3

There is puzzling (at least for me) behavior of Python's set in combination with NaNs (here live):

>>> float('nan') in {float('nan')}    # example 1
False
>>> nan = float('nan')                # example 2
>>> nan in {nan}
True

At first, I wrongly assumed,that this is the behavior of the ==-operator, but this is obviously not the case because both cases yield False as expected (here live):

>>> float('nan') == float('nan') 
False
>>> nan = float('nan')
>>> nan == nan
False

I'm mainly interested in the causes for this behavior. But if there is a way to ensure consistent behavior, that would also be nice to know!

ead
  • 32,758
  • 6
  • 90
  • 153
  • 4
    Python's containers assume that `==` is an equivalence relation. If it's not, notions of containment fall apart. You shouldn't be putting NaN in a set in the first place. – user2357112 Jul 31 '18 at 21:07
  • 1
    Probably relevant: https://stackoverflow.com/questions/9089400/python-set-in-operator-uses-equality-or-identity – Oliver Charlesworth Jul 31 '18 at 21:07
  • 1
    See also [here](https://stackoverflow.com/questions/20320022/why-in-numpy-nan-nan-is-false-while-nan-in-nan-is-true). – DSM Jul 31 '18 at 21:16

1 Answers1

6

set membership does an identity check as a short-circuit before considering an equality check (CPython source is in setobject.c, see also the note below PyObject_RichCompareBool).

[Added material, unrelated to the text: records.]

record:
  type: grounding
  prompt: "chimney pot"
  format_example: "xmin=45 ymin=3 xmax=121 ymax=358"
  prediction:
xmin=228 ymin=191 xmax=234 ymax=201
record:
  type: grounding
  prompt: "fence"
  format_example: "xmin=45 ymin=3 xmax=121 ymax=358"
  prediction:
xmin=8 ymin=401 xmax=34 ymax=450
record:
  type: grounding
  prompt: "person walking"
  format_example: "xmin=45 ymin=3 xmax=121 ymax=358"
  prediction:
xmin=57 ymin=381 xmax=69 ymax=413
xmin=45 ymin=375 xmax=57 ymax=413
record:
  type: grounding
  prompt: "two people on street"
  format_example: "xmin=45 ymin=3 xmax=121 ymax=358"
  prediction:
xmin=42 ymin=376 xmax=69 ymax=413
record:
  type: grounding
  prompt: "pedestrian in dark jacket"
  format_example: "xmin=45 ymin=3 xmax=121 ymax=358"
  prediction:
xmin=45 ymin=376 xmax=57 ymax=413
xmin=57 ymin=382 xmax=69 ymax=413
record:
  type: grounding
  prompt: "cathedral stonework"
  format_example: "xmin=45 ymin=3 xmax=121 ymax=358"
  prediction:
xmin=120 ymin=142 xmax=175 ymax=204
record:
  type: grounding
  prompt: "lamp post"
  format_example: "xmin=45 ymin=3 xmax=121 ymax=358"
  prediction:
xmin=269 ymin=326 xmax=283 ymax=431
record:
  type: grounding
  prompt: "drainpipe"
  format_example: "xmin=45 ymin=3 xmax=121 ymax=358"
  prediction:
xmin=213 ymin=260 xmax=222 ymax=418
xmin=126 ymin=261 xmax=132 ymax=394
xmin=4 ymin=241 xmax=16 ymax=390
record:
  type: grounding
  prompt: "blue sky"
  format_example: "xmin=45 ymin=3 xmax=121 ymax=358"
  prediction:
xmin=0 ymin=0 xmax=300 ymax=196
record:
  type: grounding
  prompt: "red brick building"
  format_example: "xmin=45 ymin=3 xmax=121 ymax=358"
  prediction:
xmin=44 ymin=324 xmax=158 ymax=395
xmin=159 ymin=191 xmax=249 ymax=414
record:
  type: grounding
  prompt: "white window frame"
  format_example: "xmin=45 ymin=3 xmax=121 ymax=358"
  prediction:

Python core devs are motivated by these invariants:

for a in container:
    assert a in container    # this should ALWAYS be true

Ergo:

assert a in [a]
assert a in (a,)
assert a in {a}

It was decided that ensuring these invariants was the most important priority, and as for NaN: oh well. Special cases aren't special enough to break the rules. For all the gory details, see bpo issue4296:

Python assumes identity implies equivalence; contradicts NaN.

wim
  • 338,267
  • 99
  • 616
  • 750